What makes a hospital a "best"? A smart, caring workforce armed with the latest technology? Of course. But if that were the magic formula, the only names you'd see in the "America's Best Hospitals" rankings would be those of high-profile, big-money centers that can afford to lure top talent and purchase every new device. Hospitals that fly below the radar, like the 17 facilities in the heart rankings that were cited by fewer than 1 percent of heart specialists who responded to our annual survey, would never appear.
A great hospital is different because of an internal culture of excellence. Set at the top and embraced by caregivers, medical standards are high and emphasize not only doing well but striving to do better—to hammer down the number of infections, to boost survival of high-risk surgery patients, to systematically squeeze out errors rather than painting a scarlet "E" on those who make them. If such goals cannot be achieved by using conventional means, invent new ones.

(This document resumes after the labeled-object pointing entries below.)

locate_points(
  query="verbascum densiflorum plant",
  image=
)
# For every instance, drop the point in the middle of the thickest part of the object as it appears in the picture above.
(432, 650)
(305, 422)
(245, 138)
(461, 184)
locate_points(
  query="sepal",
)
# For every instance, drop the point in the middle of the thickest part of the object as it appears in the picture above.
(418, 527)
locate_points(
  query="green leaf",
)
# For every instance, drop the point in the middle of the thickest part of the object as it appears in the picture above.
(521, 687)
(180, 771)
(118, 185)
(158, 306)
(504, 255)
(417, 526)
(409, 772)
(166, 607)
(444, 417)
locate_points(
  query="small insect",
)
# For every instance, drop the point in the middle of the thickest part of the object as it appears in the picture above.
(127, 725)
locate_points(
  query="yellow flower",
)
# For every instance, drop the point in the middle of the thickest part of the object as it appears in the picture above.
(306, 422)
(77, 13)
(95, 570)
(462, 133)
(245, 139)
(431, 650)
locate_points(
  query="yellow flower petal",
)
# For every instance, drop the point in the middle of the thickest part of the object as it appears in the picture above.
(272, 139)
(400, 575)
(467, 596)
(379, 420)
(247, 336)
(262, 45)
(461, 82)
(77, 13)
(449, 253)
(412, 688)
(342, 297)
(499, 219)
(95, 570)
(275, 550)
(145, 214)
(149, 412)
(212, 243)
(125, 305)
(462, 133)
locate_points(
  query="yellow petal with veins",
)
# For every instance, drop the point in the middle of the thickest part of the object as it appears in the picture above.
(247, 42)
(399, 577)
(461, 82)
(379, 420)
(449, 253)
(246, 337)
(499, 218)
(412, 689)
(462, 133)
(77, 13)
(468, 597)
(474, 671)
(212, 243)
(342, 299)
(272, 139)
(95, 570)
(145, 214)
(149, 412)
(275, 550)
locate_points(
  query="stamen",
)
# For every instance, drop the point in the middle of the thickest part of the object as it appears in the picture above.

Vanderbilt University Medical Center in Nashville is no stranger to Best Hospitals—last year it ranked in nine of 16 specialties. But this is the first year it has been named, along with only 18 other facilities, to the elite Honor Roll for its high rankings in multiple specialties. The hospital is huge and growing, with 847 beds; more than 1.2 million patients streamed through its doors in 2007. Most come for routine care, but many come because they need the level of advanced care that only a major referral center can provide.
Last month, two U.S. News reporters paid a five-day visit to the sprawling campus to sample the state of medicine practiced there and get at the personality of the place. They found a blend of pioneering and progressive skills, delivered with a healthy dose of humanity and southern gentility and propelled by that all-too-elusive culture of excellence.
There's nothing mysterious, difficult, or controversial about the routine, but most hospitals are less systematic than Vanderbilt about making sure all of it is done. Fundamental stuff, says chief hospital epidemiologist Tom Talbott, but elusive. "How do we shift to where everybody does all the basics?" he constantly challenges his team.
Safely out of the way at the foot of the bed, Subhasis Chatterjee, a "fellow" taking additional training in cardiac surgery after finishing his general surgery requirements, recites operative details that will guide the patient's post-op care: He had two coronary arteries bypassed, using the left internal mammary artery and a section of saphenous vein from the leg. He required no blood products during the procedure. He can be "fast-tracked to extubation," meaning the ventilator tube can be removed soon. "Any questions?" asks Chatterjee. There are none.